I am trying to use ARCamera matrix to do the conversion of 3D point to 2D in ARkit/Scenekit. Previously, I used projectpoint
to get the projected x and y coordinate which is working fine. However, the app is significantly slowed down and would crash for appending long recordings.
So I turn into another approach: using the ARCamera parameter to do the conversion on my own. The Apple document for projectionMatrix did not give much. So I looked into the theory about projection matrix The Perspective and Orthographic Projection Matrix and Metal Tutorial. From my understanding that when we have a 3D points P=(x,y,z), in theory we should be able to just get the 2D point like so: P'(2D)=P(3D)*projectionMatrix.
I am assuming that's would be the case, so I did:
func session(_ session: ARSession, didUpdate frame: ARFrame) {
guard let arCamera = session.currentFrame?.camera else { return }
//intrinsics: a matrix that converts between the 2D camera plane and 3D world coordinate space.
//projectionMatrix: a transform matrix appropriate for rendering 3D content to match the image captured by the camera.
print("ARCamera ProjectionMatrix = \(arCamera.projectionMatrix)")
print("ARCamera Intrinsics = \(arCamera.intrinsics)")
}
I am able to get the projection matrix and intrinsics (I even tired to get intrinsics to see whether it changes) but they are all the same for each frame.
ARCamera ProjectionMatrix = simd_float4x4([[1.774035, 0.0, 0.0, 0.0], [0.0, 2.36538, 0.0, 0.0], [-0.0011034012, 0.00073593855, -0.99999976, -1.0], [0.0, 0.0, -0.0009999998, 0.0]])

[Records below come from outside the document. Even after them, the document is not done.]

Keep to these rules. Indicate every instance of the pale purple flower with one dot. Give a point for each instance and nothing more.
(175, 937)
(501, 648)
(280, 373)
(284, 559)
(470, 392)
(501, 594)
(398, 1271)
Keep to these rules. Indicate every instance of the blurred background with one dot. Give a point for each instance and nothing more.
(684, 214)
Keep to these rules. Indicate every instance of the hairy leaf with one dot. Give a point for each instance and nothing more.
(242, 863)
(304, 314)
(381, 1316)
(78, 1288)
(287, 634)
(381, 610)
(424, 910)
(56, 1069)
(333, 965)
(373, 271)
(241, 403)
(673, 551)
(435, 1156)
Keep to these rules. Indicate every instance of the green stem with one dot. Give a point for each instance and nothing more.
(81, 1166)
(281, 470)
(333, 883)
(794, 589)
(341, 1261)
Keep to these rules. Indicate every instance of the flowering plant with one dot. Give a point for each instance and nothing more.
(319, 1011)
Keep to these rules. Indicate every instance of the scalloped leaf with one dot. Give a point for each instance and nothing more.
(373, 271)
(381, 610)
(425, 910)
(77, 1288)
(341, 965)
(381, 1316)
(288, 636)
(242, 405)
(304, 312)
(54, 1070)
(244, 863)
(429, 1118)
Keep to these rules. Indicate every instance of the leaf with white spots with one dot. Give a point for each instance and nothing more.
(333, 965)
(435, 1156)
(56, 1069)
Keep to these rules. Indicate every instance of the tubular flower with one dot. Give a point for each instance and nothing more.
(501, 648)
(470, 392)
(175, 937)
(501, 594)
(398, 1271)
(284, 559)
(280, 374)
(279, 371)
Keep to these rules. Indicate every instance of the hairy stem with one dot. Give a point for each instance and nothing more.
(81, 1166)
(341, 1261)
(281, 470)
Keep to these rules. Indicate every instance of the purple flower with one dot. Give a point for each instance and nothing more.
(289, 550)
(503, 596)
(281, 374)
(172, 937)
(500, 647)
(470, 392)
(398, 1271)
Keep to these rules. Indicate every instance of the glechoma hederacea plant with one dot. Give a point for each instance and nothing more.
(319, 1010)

ARCamera Intrinsics = simd_float3x3([[1277.3052, 0.0, 0.0], [0.0, 1277.3052, 0.0], [720.29443, 539.8974, 1.0]])...
I am not too sure I understand what is happening here as I am expecting that the projection matrix will be different for each frame. Can someone explain the theory here with projection matrix in scenekit/ARKit and validate my approach? Am I using the right matrix or do I miss something here in the code?
Thank you so much in advance!